Experiment One: Music and Writing
I have to write A TON for my job and then I enjoy writing for myself. I’ve conducted mini-experiments with each type of writing with and without music of various genres. I write faster and better (higher quality + fewer typos) with music than without. Lower spectrum EDM (Flying Lotus > Oakenfeld) is optimal for the gathering and reworking of thought into written words. When an album is done, I close the keyboard. The natural break keeps me focused on the production of writing rather than just going on forever without focus.
Experiment Two: Do It Now vs Later
At a communications workshop, two years ago, I learned a simple but powerful lesson. Do it now if it takes less than two minutes. Otherwise wait. If you have 5 or more 2 minutes tasks bundle them up. Done and done. It’s taken me months to be disciplined enough to put this in real practice. But now that I have suddenly it seems that I have “found” time.
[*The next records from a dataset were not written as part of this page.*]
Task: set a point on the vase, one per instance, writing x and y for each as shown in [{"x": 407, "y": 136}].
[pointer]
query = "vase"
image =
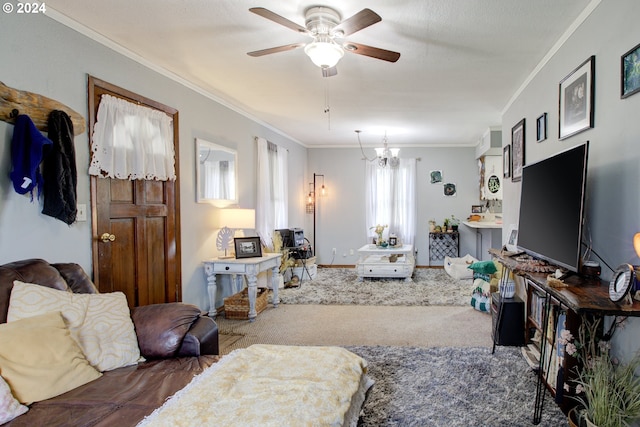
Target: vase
[{"x": 572, "y": 417}]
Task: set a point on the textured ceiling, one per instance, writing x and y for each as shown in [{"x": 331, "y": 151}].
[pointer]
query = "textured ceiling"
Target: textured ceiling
[{"x": 461, "y": 61}]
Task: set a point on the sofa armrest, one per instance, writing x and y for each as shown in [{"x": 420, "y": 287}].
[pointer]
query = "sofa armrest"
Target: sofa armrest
[
  {"x": 161, "y": 328},
  {"x": 201, "y": 339}
]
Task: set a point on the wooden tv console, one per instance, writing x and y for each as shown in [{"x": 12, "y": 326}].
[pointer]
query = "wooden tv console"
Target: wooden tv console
[{"x": 545, "y": 305}]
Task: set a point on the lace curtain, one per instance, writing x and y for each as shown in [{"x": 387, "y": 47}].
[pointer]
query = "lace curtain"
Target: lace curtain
[
  {"x": 391, "y": 199},
  {"x": 132, "y": 142},
  {"x": 273, "y": 197},
  {"x": 219, "y": 182}
]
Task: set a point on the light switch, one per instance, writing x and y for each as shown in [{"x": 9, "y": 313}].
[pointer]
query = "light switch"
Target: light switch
[{"x": 82, "y": 212}]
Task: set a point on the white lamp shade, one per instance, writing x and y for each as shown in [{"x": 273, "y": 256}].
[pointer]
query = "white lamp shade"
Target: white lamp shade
[
  {"x": 237, "y": 218},
  {"x": 324, "y": 54}
]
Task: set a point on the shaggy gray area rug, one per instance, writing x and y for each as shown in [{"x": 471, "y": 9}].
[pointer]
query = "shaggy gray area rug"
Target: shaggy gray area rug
[
  {"x": 452, "y": 387},
  {"x": 340, "y": 286}
]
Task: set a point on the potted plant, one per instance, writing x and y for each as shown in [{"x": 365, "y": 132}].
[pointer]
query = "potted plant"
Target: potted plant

Literally hours to get real shit done at work.
Experiment Three: Being there with the kids
It is waaaayyy to easy to be with the kids in any moment, realize how damn cute they are and want to capture every damn moment. That is probably the hardest habit to break. I take a crap-ton of pics of my kids because they are amazing. But think about this. The average parent takes more pics of their kids in one week then our parents did during a year. Maybe even our entire childhoods. We grew up ok. In fact better for it. There is only one terribly embarrassing picture of 4-year-old me peeing in the bathtub and it is safely locked away in a yellowing wax paper album. Prefer that to a 3 minute YouTube video of kiddie cuteness that will become penultimate bully fodder for some douche named Rhett in 2019.
My new rule: Snap a lot. Do it quick. Post nothing until later
No one cares if your moment shared on Facebook is right now or sharing a memory from yesterday. Spend more time in the now and sharing it later will create a richer post.
So in summary:
- Use music to as a time keeper for work projects.
- Break tasks into short/quick/now and longer/later blocks.
- Capture moments in the now, but wait and post them later.